Mohamed Naim

Personal information
- Full name: Mohamed Naim
- Date of birth: 7 October 1996 (age 29)
- Place of birth: Guraidhoo, Kaafu Atoll, Maldives
- Positions: Forward; attacking midfielder;

Team information
- Current team: Buru Sports Club
- Number: 10

Youth career
- 2017: Club Eagles

Senior career*
- Years: Team / Apps / (Gls)
- 2015–2016: K. Guraidhoo
- 2017–2022: Club Eagles
- 2023–: Buru Sports Club

International career
- 2018–: Maldives / 6 / (0)

= Mohamed Naim =

Maldivian footballer

Mohamed Naim (born 7 October 1996) is a Maldivian professional footballer who plays as a forward, attacking midfielder or winger for Buru Sports Club and Maldives national team.

==Club career==
Naim played in the Minivan Championship for his island team K. Guraidhoo, before joining Club Eagles in 2017. On 7 May 2017, he scored his first senior goal for Club Eagles against New Radiant. It was the only goal in the match where Eagles won 1–0 in 2017 Malé League. He was also included in the Club Eagles U21 squad for the 2017 season and appeared in 2017 FAM Youth Championship, where his side won the championship for third consecutive time. He was included in the tournament's best 3 players.

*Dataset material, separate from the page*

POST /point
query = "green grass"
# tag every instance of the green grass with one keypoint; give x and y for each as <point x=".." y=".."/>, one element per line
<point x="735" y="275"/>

On 16 October 2019, Naim tore his ACL during the Dhivehi Premier League win against Maziya, forcing him to sit on sidelines for 6 months.

Naim joined Buru Sports Club 2023.

==International career==
On 23 March 2018, Naim made his debut for the Maldives national team along with his elder brother Ahmed Numaan, at the National Stadium, Singapore, as an 80th-minute substitute for Hamza Mohamed in a friendly game where they lost 3–2 to Singapore. Naim traveled to India for the 2018 SAFF Championship with the Maldives team as a standby player with Abdulla Yaameen, but did not make it to the final 20-men by Croatian coach Petar Segrt.

Naim played in the 2019 Indian Ocean Island Games, and scored in the 3–1 loss against Mayotte in the last group stage game.

On 5 September 2019, Naim made his full debut for the national team in the 2022 FIFA World Cup qualification match against Guam at Dededo, where they won 1–0.

==Personal life==
Naim was born in Guraidhoo, Kaafu Atoll, on 7 October 1996. He has an elder brother, Ahmed Numaan, who is also a professional footballer and has represented Club Eagles and the Maldives national team.